Cox regression models estimated that physical distancing reduced infection risk by 44% (hazard ratio [HR] = 0.66, 95% CI 0.40–0.77). However, after adjustment for time of enrolment into study, demographic characteristics, and pandemic-related behaviors, the effect size was slightly attenuated. Regarding the use of face masks and hand hygiene, there was no evidence of a beneficial impact on the incidence of SARS-CoV-2 infections in univariate or adjusted models (Supplemental Table 1).

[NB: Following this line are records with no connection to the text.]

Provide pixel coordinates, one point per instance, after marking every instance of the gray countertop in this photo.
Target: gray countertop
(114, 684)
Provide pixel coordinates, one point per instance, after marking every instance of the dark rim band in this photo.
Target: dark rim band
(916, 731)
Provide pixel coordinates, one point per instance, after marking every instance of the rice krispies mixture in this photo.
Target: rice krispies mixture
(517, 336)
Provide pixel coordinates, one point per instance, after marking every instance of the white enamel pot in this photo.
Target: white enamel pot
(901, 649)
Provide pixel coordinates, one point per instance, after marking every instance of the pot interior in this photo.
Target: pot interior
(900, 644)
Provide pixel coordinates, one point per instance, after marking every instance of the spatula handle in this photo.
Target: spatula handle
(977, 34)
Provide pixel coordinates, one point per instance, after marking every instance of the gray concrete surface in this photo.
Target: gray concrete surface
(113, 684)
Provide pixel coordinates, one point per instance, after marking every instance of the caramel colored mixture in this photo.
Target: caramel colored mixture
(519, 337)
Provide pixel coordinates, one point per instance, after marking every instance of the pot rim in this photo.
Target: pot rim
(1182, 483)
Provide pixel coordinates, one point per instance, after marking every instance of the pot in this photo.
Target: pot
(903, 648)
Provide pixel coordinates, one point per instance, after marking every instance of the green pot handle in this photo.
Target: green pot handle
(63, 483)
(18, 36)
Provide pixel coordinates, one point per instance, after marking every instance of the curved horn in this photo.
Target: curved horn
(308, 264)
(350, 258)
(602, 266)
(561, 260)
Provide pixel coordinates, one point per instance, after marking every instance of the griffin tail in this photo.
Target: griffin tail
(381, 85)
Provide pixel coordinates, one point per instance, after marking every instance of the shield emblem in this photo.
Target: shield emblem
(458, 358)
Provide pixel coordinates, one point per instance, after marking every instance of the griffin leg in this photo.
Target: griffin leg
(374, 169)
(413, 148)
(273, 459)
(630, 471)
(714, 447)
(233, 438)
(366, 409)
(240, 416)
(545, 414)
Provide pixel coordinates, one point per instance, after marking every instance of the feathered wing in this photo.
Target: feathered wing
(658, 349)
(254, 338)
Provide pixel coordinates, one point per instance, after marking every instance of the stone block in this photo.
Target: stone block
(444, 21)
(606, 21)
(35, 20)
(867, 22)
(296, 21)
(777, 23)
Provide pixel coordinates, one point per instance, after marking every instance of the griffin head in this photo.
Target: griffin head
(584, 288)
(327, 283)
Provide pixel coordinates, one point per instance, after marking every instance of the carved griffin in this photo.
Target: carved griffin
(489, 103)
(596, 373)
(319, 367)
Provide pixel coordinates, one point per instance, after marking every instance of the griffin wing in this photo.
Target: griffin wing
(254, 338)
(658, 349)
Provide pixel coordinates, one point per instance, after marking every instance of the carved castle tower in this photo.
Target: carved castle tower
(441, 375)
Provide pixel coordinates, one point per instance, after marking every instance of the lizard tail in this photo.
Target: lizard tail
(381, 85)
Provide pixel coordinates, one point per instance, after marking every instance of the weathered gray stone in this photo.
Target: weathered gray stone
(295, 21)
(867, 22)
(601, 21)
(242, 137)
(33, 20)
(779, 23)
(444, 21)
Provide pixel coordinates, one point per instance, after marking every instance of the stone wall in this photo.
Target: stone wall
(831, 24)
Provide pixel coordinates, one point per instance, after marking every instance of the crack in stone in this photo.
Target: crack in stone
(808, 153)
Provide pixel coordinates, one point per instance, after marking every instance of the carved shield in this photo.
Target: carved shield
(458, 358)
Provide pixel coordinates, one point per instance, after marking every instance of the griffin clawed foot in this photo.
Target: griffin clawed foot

To evaluate the impact of protective behavior during the time course of the COVID-19 pandemic, analyses were stratified by the second and third SARS-CoV-2 infection wave in Germany. Results did not differ significantly during the pandemic (Supplemental Fig. 1). The effect of protective behaviors on SARS-CoV-2 infection risk did also not meaningfully differ between time periods when either the wild type or alpha variant was dominant in Germany (Supplemental Table 2). Finally, an interaction analysis to explore whether older individuals, a particularly vulnerable group at risk for a severe course of COVID-19, benefited disproportionately from protective behavior revealed no moderation by age (P for interaction = 0.81; Supplemental Fig. 2).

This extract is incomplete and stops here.